L'IEP nie : "Inconnu au bataillon". Sauf que cinq témoins l'identifient formellement. Un cadre de l'école. Celui-là même qui gérait la sécurité lors de la visite de Braun-Pivet.
Convocation. Pressions. Tentative d'intimidation. La machine se grippe. Léa résiste. "Ils ne nous fermeront pas la bouche".
Double jeu à Saint-Germain
Officiellement, Science Po chérit la liberté d'expression. En coulisses ? On prépare les représailles. Le directeur lâche même : "Vous m'avez trahi".

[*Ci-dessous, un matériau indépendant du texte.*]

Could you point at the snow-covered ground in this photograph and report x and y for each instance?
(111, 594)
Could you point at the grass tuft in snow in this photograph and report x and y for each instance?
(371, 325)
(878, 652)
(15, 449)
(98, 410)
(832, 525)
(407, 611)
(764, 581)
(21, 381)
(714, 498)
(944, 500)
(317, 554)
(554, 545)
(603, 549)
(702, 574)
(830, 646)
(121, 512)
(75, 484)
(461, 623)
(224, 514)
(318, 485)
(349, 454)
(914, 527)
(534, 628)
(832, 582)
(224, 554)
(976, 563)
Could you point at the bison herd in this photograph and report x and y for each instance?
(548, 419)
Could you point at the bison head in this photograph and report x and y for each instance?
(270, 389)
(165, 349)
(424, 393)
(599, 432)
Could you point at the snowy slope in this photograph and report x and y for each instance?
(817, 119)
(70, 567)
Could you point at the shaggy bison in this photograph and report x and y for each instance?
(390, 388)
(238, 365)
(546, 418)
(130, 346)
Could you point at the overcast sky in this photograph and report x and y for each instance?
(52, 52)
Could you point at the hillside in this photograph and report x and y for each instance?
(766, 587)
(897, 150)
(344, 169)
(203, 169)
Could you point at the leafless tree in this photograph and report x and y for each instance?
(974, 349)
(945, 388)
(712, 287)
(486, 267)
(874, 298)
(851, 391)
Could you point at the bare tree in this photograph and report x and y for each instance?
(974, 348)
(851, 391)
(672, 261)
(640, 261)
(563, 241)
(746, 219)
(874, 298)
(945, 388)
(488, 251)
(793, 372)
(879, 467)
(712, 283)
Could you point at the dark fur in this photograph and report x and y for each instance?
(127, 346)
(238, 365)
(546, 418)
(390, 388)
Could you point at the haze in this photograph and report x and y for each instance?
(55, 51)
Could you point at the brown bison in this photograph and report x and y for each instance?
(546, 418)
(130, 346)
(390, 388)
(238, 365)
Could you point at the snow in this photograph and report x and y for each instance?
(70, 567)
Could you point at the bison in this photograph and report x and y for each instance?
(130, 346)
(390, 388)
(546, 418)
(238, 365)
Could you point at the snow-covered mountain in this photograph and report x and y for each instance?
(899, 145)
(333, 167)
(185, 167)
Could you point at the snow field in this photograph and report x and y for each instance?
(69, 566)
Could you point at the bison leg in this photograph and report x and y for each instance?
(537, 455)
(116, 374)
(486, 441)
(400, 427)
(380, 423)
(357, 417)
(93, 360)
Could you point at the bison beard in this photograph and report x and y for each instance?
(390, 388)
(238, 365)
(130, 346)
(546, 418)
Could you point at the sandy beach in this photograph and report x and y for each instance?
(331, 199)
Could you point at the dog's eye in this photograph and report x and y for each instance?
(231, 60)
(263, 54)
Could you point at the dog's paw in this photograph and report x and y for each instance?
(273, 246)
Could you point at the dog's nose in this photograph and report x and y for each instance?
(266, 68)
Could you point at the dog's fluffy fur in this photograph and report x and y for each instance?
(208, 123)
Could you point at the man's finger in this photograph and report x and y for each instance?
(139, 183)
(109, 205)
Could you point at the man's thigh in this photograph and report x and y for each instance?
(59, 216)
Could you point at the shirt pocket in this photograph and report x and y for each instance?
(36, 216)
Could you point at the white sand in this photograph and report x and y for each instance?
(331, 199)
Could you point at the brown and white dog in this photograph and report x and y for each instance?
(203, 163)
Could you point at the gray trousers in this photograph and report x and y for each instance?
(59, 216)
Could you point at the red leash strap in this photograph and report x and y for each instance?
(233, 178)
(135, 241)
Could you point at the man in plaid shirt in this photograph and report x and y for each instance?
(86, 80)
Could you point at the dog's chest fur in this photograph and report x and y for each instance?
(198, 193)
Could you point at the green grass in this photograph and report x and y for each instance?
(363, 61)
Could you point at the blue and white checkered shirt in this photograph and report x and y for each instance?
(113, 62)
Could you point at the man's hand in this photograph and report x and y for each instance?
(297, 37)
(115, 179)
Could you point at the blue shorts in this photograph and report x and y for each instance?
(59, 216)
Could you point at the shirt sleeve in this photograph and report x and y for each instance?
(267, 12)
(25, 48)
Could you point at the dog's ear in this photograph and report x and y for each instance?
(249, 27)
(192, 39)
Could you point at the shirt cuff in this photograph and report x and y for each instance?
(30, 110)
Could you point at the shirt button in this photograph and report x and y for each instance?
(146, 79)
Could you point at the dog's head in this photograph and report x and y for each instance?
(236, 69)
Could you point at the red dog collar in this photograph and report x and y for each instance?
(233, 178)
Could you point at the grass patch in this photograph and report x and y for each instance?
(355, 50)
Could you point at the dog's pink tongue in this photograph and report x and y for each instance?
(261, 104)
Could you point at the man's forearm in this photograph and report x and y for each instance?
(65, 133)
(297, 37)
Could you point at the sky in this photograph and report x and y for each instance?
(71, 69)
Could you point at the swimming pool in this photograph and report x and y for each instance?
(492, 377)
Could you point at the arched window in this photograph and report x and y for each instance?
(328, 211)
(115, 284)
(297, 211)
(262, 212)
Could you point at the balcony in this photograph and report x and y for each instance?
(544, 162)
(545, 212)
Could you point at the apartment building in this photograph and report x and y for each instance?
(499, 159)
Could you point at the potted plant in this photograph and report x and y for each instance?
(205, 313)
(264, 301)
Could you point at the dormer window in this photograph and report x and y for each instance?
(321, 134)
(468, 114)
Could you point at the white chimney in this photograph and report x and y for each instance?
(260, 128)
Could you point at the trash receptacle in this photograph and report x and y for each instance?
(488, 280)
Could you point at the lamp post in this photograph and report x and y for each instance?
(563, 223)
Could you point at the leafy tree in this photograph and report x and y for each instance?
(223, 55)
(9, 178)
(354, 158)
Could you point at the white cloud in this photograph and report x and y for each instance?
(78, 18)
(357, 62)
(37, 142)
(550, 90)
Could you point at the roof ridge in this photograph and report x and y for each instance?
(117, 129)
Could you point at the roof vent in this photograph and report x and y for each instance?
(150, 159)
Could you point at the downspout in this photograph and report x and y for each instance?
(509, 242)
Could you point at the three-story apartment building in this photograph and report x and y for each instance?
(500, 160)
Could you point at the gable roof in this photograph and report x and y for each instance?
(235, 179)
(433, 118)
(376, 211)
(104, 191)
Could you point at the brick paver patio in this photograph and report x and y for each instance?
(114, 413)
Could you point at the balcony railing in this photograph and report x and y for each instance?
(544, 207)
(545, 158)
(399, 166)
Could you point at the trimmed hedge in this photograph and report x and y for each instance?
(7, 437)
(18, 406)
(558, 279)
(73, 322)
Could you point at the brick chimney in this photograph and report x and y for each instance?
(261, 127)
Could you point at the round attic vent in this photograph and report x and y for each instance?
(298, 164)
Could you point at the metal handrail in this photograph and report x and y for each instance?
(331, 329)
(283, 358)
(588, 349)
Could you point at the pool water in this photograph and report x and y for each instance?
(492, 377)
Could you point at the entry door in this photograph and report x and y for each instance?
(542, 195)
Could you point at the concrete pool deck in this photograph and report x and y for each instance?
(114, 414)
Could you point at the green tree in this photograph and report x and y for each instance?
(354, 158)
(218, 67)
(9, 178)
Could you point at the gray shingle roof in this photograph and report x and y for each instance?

Les faits sont têtus. La vidéo ne montre que des plans larges — aucun visage reconnaissable. Quant au "trouble à l'ordre public", l'argument fait sourire. Douze étudiants sont partis. Sans un cri.
La vérité ? L'institution a eu peur. Comme avec Benalla. Comme pendant les manifs des retraites. La vieille peur des puissants face à la jeunesse qui se rebiffe.
Et maintenant ?
Le conseil de discipline pourrait traîner. Un an, deux ans — technique éprouvée pour user les résistances. Léa et ses camarades promettent : "On tiendra".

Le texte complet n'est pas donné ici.